“快说,下回手指弹在眼珠上就不是一声脆响了。”常绵冷声威胁,左手已做好弹指的动作。
“沿着石子路一直走,遇到t形岔口或十字路口就遵循先右转后左转的规律。”理查德识相地说道,又忍不住伤感报怨:“夜色甚妖娆,欲与美人约,恰到柔情处,却……”
常绵一听完他说的规律,转身就走,留下他一个人吟诗。
李谨炎看到两个人分开,便得意地通过广播对常绵说:“冰块女人,我再给你一次机会,不想冻死在花园里就马上回来,把刚才的事解释清楚,我可以当作是你头脑临时短路说错话。”
常绵对耳边从未停止过的咆哮充耳不闻,直到走出别墅也不曾犹豫半步,洒脱而决绝,令房间里看录像的男人气得咬牙切齿。
这个不知好歹的女人,是她自己放弃了赎罪的机会!
次日
虽然只隔了一夜,但挑明和李谨炎的关系之后,常绵突然觉得心里没了负担,只是昨夜在迷宫似的别墅花园里绕了半个小时,令她染上了风寒。
出了地铁,突然袭来的冷空气教她一阵头晕目眩。
走进承谨大厦,她径直走向电梯,本不想把目光移到前台那里,但眼角的余光扫到那个空荡荡的角落时,她又忍不住滚动眼珠望过去——
常绫真的没在位置上!
也许睡懒觉了,也许去了洗手间……关她什么事!
昨天还当众反问她不愿正面回答的问题,这个妹妹显然跟李谨炎是一伙的,她还担心她做什么?

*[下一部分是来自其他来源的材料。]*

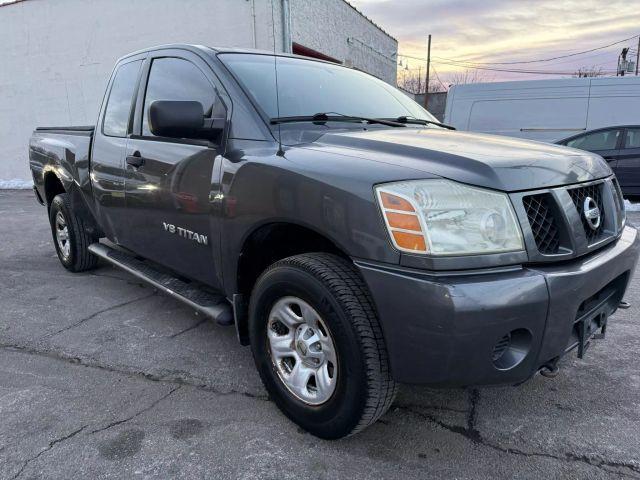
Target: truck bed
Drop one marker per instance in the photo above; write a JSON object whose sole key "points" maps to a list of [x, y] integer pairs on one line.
{"points": [[73, 130], [64, 150]]}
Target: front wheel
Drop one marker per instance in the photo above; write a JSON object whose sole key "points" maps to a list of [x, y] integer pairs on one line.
{"points": [[318, 345]]}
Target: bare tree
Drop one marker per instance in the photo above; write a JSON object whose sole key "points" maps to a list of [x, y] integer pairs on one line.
{"points": [[468, 76], [414, 83], [585, 72]]}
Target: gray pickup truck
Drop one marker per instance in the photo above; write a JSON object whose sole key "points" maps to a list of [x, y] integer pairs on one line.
{"points": [[354, 241]]}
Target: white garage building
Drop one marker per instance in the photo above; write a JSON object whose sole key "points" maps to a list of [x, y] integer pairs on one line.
{"points": [[56, 55]]}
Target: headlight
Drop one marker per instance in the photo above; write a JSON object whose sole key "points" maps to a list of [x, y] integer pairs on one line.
{"points": [[441, 217]]}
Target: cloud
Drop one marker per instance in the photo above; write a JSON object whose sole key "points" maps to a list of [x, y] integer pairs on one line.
{"points": [[500, 30]]}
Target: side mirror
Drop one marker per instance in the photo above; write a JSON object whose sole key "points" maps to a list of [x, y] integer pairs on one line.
{"points": [[181, 119]]}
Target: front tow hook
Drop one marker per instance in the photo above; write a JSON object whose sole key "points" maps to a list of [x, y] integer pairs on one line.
{"points": [[550, 370]]}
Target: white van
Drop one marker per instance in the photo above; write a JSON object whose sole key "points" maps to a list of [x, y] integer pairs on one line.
{"points": [[545, 110]]}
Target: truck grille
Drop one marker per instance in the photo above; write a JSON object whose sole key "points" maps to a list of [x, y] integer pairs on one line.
{"points": [[557, 228], [543, 223], [578, 195]]}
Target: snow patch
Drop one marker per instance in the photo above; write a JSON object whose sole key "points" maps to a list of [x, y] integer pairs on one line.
{"points": [[631, 207], [15, 184]]}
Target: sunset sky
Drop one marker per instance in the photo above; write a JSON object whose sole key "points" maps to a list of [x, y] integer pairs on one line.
{"points": [[490, 31]]}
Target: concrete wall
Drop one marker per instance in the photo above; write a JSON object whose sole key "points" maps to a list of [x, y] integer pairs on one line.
{"points": [[56, 55], [335, 28]]}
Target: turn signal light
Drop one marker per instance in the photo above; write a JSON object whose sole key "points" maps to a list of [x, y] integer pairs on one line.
{"points": [[403, 223], [410, 241]]}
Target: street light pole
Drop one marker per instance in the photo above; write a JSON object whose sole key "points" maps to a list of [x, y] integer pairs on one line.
{"points": [[426, 88], [638, 56]]}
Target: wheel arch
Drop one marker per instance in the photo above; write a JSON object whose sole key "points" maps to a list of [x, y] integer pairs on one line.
{"points": [[265, 245]]}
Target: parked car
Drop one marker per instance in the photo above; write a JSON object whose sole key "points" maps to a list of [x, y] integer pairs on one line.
{"points": [[544, 110], [620, 147], [354, 242]]}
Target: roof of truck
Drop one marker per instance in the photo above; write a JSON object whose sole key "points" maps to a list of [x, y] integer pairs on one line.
{"points": [[216, 50]]}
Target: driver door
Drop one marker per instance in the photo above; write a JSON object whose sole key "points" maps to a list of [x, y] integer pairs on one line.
{"points": [[168, 181]]}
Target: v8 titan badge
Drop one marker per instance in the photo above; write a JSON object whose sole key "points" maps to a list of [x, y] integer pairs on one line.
{"points": [[184, 233]]}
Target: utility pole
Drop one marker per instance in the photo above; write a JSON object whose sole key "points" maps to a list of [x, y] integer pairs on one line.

鼻孔里哼出冰点气息,常绵高傲地穿过男士们让开的道路走进电梯。
还是二十九层,还是那条充满淫秽声音的楼道,还是那扇半开的门……
放下包包,常绵心里没由来地烦躁,那个男人昨天还跟她扮演情侣,今天竟能够再次和别的女人在她耳根底下上演春宫剧!
这一年来,他一天一个女人,来自世界上两百多个国家和地区的女人,似乎只要性别是女的,都符合他的口味。
这样的他,令她心酸。
如果他没有那个纹身,如果她的父母没有出车祸……
“这个女人怎么样?”耳边忽然传来李谨炎慵懒的声音,常绵呼吸一窒,黑眸骤冷,强忍住皱眉的冲动。
她受够了他的滥情、受够了他这种炫耀似的询问!特别是今天,她莫名地为他这句话感到烦躁。